Hi I'm link and my day job is in software development. I have been a member of this sub for quite a few years but this is my new account solely for disclosing vulnerabilities with the markets.
I wanted to make a post to warn the community about one of the new markets about to be added to the Superlist: Horizon Market.
The main and most damaging bug I found enables the attacker to fill up their market account to any bitcoin amount chosen. They can then just use the normal withdraw feature on the market to withdraw all the bitcoin left in the market's wallets to their chosen bitcoin address. I'm not going to detail the bug anymore than that because the market has still failed to fix it; once they have fixed it, I will make another post detailing the method. This bug took perhaps 1-2 hours to find.
Proof:
I have talked with the mods and I verified it with /u/wombat2combat. I also have a screenshot here. That is 126.016BTC for the 126,016 subscribers (at time of writing) to /r/darknetmarkets
I would like to produce proof to any user interested, but giving bitcoin away that is not mine seems like a bad idea so instead I will only provide a screenshot.
Why did it happen?:
I would put it up to poor programming knowledge. The bug should not have even made it into the software. It should have been identified during the design. Even if someone forgot to point out this obvious fault in the algorithm, it would have been easily caught during testing. I have a formal education in computer science and this is taught very early (age 13-16 in my area).
In my opinion, the overall design of the market, with one central pool of bitcoin then each user only having a number in a database is not the best. (calling out you alphabay/dream).

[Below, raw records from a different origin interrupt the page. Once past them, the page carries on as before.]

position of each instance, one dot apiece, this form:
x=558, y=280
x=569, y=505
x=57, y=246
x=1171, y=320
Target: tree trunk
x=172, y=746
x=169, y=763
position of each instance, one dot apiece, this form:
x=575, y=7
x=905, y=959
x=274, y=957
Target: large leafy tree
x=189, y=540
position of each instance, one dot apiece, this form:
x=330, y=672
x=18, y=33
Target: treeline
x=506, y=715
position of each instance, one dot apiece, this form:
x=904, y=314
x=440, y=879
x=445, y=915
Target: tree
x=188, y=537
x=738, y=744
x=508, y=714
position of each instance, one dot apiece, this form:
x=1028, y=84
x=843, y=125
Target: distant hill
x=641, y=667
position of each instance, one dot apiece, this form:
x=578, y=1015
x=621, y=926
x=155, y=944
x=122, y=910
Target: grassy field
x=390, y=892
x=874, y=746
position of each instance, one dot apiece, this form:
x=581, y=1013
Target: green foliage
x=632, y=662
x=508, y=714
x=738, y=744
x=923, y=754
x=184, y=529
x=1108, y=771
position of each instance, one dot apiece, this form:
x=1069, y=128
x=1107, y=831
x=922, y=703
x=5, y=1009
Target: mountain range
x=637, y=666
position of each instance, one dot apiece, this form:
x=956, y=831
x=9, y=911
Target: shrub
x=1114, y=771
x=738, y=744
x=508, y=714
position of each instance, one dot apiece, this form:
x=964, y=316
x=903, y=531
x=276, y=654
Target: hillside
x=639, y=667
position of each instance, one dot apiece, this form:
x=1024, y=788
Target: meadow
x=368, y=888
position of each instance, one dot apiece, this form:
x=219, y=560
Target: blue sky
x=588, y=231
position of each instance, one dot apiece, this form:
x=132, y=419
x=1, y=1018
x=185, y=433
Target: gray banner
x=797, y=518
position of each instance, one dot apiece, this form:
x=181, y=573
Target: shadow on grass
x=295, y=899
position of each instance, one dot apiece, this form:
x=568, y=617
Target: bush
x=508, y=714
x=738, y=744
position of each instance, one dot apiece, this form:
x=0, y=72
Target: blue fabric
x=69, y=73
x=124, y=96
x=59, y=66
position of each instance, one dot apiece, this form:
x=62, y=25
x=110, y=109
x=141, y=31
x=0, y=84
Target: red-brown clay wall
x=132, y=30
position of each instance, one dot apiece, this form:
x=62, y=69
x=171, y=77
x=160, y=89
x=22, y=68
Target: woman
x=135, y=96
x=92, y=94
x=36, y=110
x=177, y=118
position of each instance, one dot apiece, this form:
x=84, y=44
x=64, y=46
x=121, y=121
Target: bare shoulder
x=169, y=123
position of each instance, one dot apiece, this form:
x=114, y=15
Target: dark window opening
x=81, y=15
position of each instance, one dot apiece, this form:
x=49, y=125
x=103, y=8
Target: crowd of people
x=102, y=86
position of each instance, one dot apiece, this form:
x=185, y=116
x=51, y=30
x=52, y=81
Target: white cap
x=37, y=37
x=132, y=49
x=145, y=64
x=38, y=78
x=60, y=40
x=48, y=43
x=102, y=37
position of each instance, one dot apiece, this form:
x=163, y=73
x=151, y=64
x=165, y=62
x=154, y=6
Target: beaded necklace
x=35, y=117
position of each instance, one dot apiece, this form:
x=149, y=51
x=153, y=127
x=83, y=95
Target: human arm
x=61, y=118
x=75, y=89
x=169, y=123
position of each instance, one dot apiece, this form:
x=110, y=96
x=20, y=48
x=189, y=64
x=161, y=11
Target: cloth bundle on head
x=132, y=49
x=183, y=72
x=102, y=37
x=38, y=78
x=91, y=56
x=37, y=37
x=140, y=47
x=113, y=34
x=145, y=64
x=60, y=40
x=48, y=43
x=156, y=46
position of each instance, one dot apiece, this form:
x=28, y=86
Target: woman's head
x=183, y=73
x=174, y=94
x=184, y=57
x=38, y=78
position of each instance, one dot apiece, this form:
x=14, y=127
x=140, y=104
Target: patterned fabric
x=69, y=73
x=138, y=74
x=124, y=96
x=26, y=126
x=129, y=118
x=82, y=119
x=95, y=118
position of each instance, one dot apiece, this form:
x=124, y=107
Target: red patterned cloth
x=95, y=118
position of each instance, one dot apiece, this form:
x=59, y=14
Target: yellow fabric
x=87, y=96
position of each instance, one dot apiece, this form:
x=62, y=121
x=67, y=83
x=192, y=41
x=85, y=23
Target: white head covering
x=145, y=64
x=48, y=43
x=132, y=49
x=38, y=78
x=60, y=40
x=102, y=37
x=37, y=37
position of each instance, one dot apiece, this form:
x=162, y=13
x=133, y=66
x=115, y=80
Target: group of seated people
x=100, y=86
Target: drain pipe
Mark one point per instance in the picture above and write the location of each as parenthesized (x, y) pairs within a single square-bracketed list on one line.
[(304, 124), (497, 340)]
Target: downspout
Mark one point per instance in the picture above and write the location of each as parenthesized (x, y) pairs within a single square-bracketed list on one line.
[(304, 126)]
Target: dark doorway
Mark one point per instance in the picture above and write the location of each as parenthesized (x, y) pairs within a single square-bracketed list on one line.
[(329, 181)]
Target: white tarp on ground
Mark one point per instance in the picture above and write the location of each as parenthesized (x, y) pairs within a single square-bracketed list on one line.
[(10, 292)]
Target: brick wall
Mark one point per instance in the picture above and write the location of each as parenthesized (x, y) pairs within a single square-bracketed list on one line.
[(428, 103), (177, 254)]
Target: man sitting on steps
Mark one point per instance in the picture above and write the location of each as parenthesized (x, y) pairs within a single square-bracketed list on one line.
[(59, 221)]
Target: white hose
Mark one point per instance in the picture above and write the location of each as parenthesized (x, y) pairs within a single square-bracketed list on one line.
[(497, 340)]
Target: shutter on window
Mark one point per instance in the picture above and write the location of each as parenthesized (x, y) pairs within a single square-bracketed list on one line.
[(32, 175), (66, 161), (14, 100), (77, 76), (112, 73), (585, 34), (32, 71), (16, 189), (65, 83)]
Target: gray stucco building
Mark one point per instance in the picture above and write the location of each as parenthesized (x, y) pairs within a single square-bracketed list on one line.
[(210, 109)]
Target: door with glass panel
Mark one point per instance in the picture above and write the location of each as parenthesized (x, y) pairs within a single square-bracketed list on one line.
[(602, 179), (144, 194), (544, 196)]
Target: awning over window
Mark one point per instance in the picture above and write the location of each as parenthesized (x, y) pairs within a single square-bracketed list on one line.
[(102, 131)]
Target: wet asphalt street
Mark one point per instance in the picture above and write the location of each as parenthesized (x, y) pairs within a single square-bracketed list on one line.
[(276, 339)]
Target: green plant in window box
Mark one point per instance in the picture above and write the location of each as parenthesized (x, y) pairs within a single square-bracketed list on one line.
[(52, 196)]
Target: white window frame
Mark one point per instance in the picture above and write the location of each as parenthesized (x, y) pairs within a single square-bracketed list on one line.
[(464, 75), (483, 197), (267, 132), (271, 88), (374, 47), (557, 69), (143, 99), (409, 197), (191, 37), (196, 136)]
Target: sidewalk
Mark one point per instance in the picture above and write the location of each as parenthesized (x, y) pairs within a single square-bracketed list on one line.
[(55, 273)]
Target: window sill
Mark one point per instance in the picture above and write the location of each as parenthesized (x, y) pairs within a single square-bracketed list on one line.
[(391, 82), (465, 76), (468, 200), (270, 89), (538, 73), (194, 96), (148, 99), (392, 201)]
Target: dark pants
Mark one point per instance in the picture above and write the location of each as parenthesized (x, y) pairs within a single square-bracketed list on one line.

If an attacker hijacks any part of the market's bitcoin deposit/withdrawal system, they can easily take the all bitcoin. If your going with the central escrow style of market, please code it so each user has a separate bitcoin wallet. Then when it gets hacked, they can only withdraw their amount of bitcoin. (unless they are able to move the bitcoin internally within the market)
More faults with the market:
The market itself is a mine field of bugs:
- Tickets do not work. At all.
- You cannot send messages on the market with PGP because it takes out the lines, making it unreadable for GPG.
- All the amounts on the order page are confused
- All the images on the market are exposed publicly (no login required) making a ddos attack very easy
- no bitcoin addresses are verified (very easy with Bitcoin addresses, there is a built in checksum like credit cards have)
- not so much a bug but none of the multisig information is displayed anywhere on the order page
- many more simple bugs I cannot be bothered to list/remember
tl;dr
Bug on new market 'Horizon' leads to attacker being able to steal all of markets bitcoin reserve. Leading to user/vendor not being able to withdraw.